The plants I bought in the store are nursery grown plants, so they are emerged grown plants.  The turn over rate is fast, so the plants only stay in the store tanks for a short time. Except for snails and likely a few ottos, the store tanks are practically fishless.

When I bought new fish, I quarantine them.  I have no option to quarantine plants as I have only one planted tank set up.  Placing plants in non planted tank set up is a guarantee for melting.

I do not use SeaChem excel, but generic Glut Merticide which I bought in bulk cheaply.  I know it is not pure grade, but I have used it for years to control bba with no issue.  Glut is a carbon source and won’t hurt plants at the right dosage, so I’m comfortable to put it for new use.  IME, MG formalin combo is most effective, but the blue stain and requirement for frequent large WC  to reset is no go for me, not to mention that generic Glut is only a fraction of the cost of MG formalin combo.


----------



## tiger15 (25 Dec 2018)

I am providing update of my 2 week experiment using Glut to combat ich infection in my tank.

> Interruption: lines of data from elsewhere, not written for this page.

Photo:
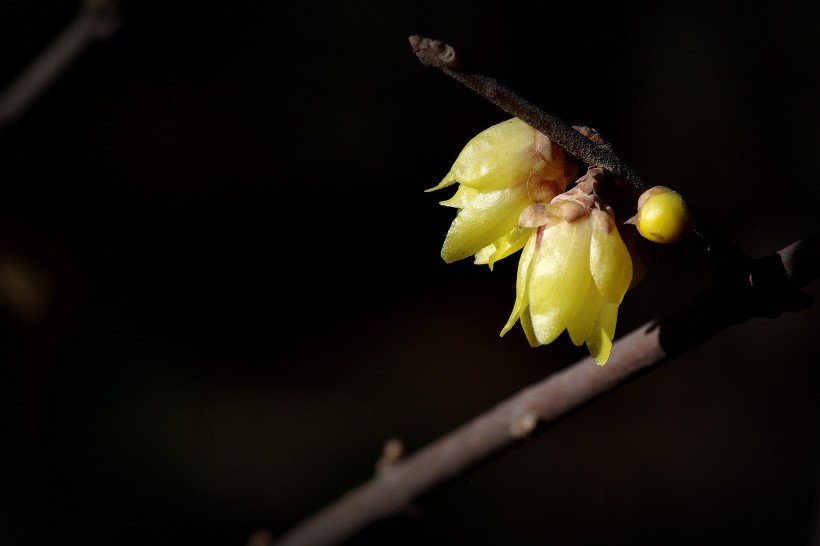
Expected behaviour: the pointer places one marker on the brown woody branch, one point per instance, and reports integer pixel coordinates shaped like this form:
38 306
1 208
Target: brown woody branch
97 19
744 288
439 55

It started out with new plants introduced to my tank. White spots broke out in two Electric Blue Acara, none other fish showed sign of infection yet.  I administered 2 ppm Glut immediately, which is the recommended initial dosage by Seachem Excel after each WC.  I continued the 2 ppm dosage daily for the next 2 weeks, but administered half in the morning, and half in the evening.  There is no stress observed in all inhabitants, so 2 ppm daily is tolerable by all fish.  The white spots on the EBA did not go away but expanded to pepper up the entire body in the first week.  I was about to give up and switch to Malachite Green treatment, but since I did not observe transmission of ich to other fish, I continued the Glut treatment.   Finally after about 10 days, I saw improvement in the EBA.  The white spots were fading, look more like blurred white spots than the solid white spots in early stage.  As of 2 weeks, the white spots have not completely cleared up, but the fish continue to eat and appear to be on the way of healing.  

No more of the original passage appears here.